Canadian-based intermediate gold producer Alamos is filing a $1billion investment treaty claim against the Turkish Government for ‘expropriation and unfair and inequitable treatment, among other things’, with respect to their Turkish gold mining project.
According to the company, the claim will be filed under the Netherlands-Turkey Bilateral Investment Treaty, and is expected to exceed $1 billion, representing the value of the Company’s Turkish assets.
Alamos, which has had an active presence in Turkey since 2010, accuses the Turkish Government of failing to grant ‘a routine renewal’ of the company’s mining licenses, despite it being ‘well into construction’ of the Kirazli Gold Mine at the time (in October 2019).

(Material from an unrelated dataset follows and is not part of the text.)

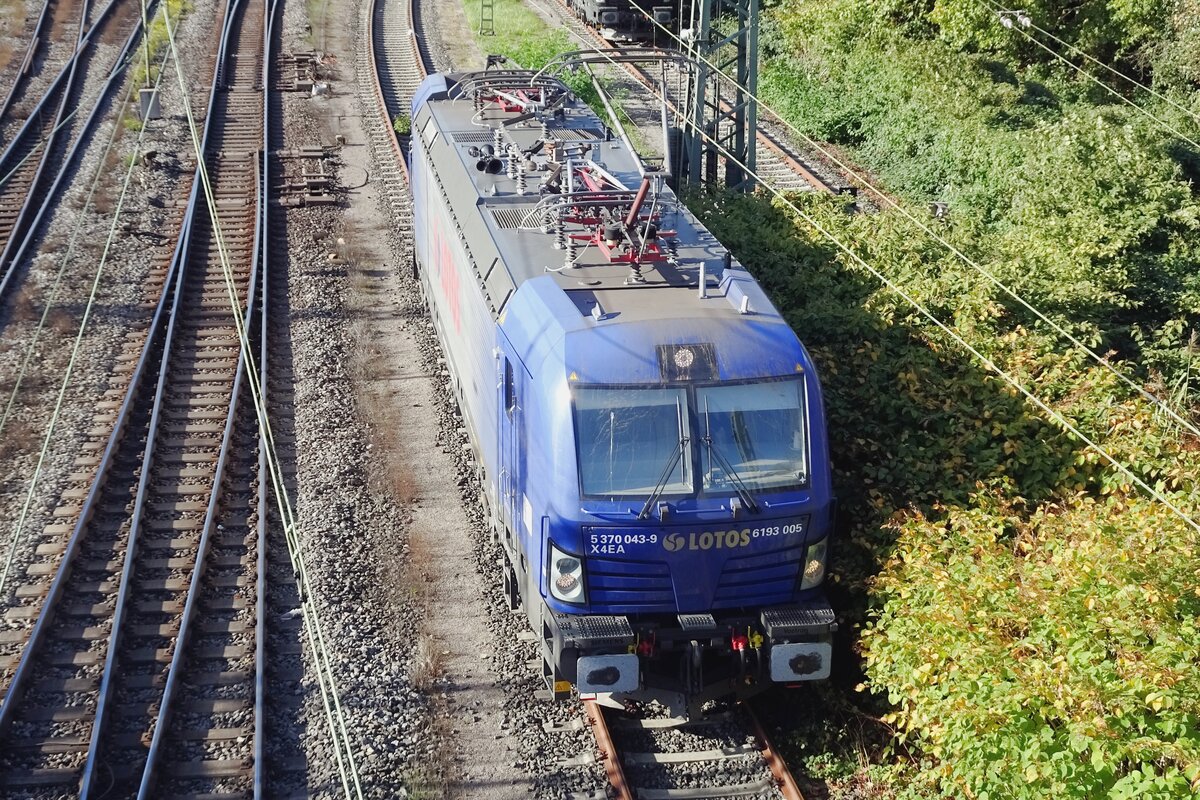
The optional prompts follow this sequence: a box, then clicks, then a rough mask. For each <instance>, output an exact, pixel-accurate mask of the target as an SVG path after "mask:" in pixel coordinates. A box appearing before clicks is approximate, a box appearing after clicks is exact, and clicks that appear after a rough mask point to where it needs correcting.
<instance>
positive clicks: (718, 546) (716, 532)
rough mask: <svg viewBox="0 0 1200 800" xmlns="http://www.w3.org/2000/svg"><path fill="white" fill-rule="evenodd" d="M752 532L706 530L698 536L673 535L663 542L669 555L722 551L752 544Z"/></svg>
mask: <svg viewBox="0 0 1200 800" xmlns="http://www.w3.org/2000/svg"><path fill="white" fill-rule="evenodd" d="M751 539H756V536H752V535H751V530H750V529H749V528H746V529H745V530H706V531H703V533H698V534H688V535H686V536H684V535H683V534H671V535H668V536H667V537H666V539H664V540H662V547H664V549H666V551H667V552H668V553H677V552H679V551H682V549H684V548H688V549H689V551H721V549H732V548H734V547H745V546H746V545H749V543H750V540H751Z"/></svg>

“In its effort to secure the renewal of its mining licenses, the Company has attempted to work cooperatively with the Turkish government, has raised with the Turkish government its obligations under the Treaty, has sought to resolve the dispute by good faith negotiations, and has made considerable effort to build support among stakeholders and host communities,” it said in a statement.

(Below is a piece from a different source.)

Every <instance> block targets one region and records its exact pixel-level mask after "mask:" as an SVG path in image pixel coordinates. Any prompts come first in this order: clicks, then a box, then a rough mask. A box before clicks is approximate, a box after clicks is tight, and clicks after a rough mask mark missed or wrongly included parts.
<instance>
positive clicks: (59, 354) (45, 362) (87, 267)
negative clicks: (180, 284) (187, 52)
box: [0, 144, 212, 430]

“The Turkish government has failed to provide the Company with a reason for the non-renewal or a timeline for renewal of its licenses.”

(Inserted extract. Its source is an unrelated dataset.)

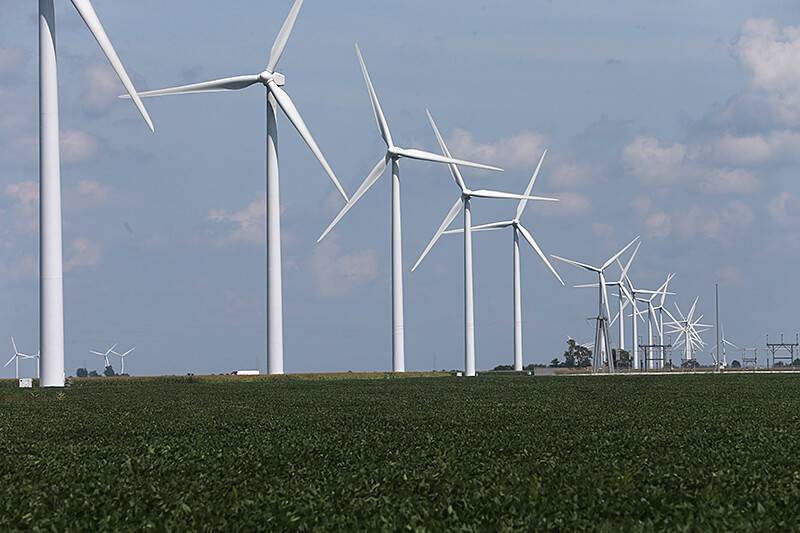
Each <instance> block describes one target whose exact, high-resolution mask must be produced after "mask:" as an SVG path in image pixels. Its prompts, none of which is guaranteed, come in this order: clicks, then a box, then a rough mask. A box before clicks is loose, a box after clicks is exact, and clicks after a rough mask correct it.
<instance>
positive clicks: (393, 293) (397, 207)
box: [317, 45, 502, 372]
mask: <svg viewBox="0 0 800 533" xmlns="http://www.w3.org/2000/svg"><path fill="white" fill-rule="evenodd" d="M356 55H357V56H358V62H359V64H360V65H361V73H362V74H363V76H364V81H365V82H366V84H367V91H368V92H369V98H370V102H371V103H372V111H373V114H374V115H375V121H376V122H377V124H378V131H379V132H380V135H381V137H382V138H383V142H384V143H385V144H386V152H385V153H384V154H383V155H381V158H380V160H378V163H377V164H376V165H375V167H374V168H373V169H372V171H371V172H370V173H369V175H368V176H367V178H366V179H365V180H364V181H363V183H361V185H360V186H359V187H358V189H357V190H356V192H355V193H354V194H353V197H352V198H350V201H349V202H347V205H345V206H344V208H343V209H342V210H341V211H340V212H339V214H338V215H336V217H335V218H334V219H333V221H332V222H331V223H330V225H328V227H327V228H326V229H325V231H324V232H323V233H322V235H321V236H320V238H319V239H318V241H317V242H320V241H322V239H324V238H325V237H326V236H327V235H328V233H330V232H331V230H333V228H334V227H335V226H336V224H338V223H339V221H340V220H342V218H344V216H345V215H346V214H347V213H348V212H349V211H350V210H351V209H352V208H353V206H354V205H356V203H357V202H358V200H360V199H361V197H362V196H364V194H366V192H367V191H368V190H369V189H370V188H371V187H372V186H373V185H375V182H377V181H378V179H379V178H380V177H381V176H382V175H383V174H384V171H385V170H386V168H387V167H388V166H389V163H391V165H392V371H393V372H405V368H406V363H405V320H404V313H403V230H402V226H401V216H400V160H401V159H403V158H406V159H416V160H419V161H428V162H431V163H444V164H452V165H459V166H465V167H473V168H480V169H484V170H495V171H502V169H499V168H496V167H491V166H488V165H481V164H478V163H471V162H469V161H464V160H461V159H453V158H451V157H444V156H441V155H438V154H434V153H431V152H424V151H422V150H415V149H409V148H400V147H399V146H397V145H395V144H394V139H393V138H392V133H391V131H390V130H389V123H388V122H387V120H386V116H385V115H384V113H383V108H382V107H381V104H380V101H379V100H378V94H377V93H376V92H375V87H374V86H373V85H372V79H371V78H370V76H369V72H368V71H367V65H366V63H365V62H364V58H363V56H362V55H361V49H360V48H359V47H358V45H356Z"/></svg>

Alamos said the failure to renew the mining licenses, despite the company meeting all legal and regulatory requirements for the renewal, will result in the loss of over a half a billion dollars in future economic benefits to the Republic of Turkey, including tax and other revenues, and thousands of jobs within Turkey.
“In addition to the lost job opportunities, this will also have a lasting impact on the local population through the disruption of ongoing investments into community projects,” reads the statement.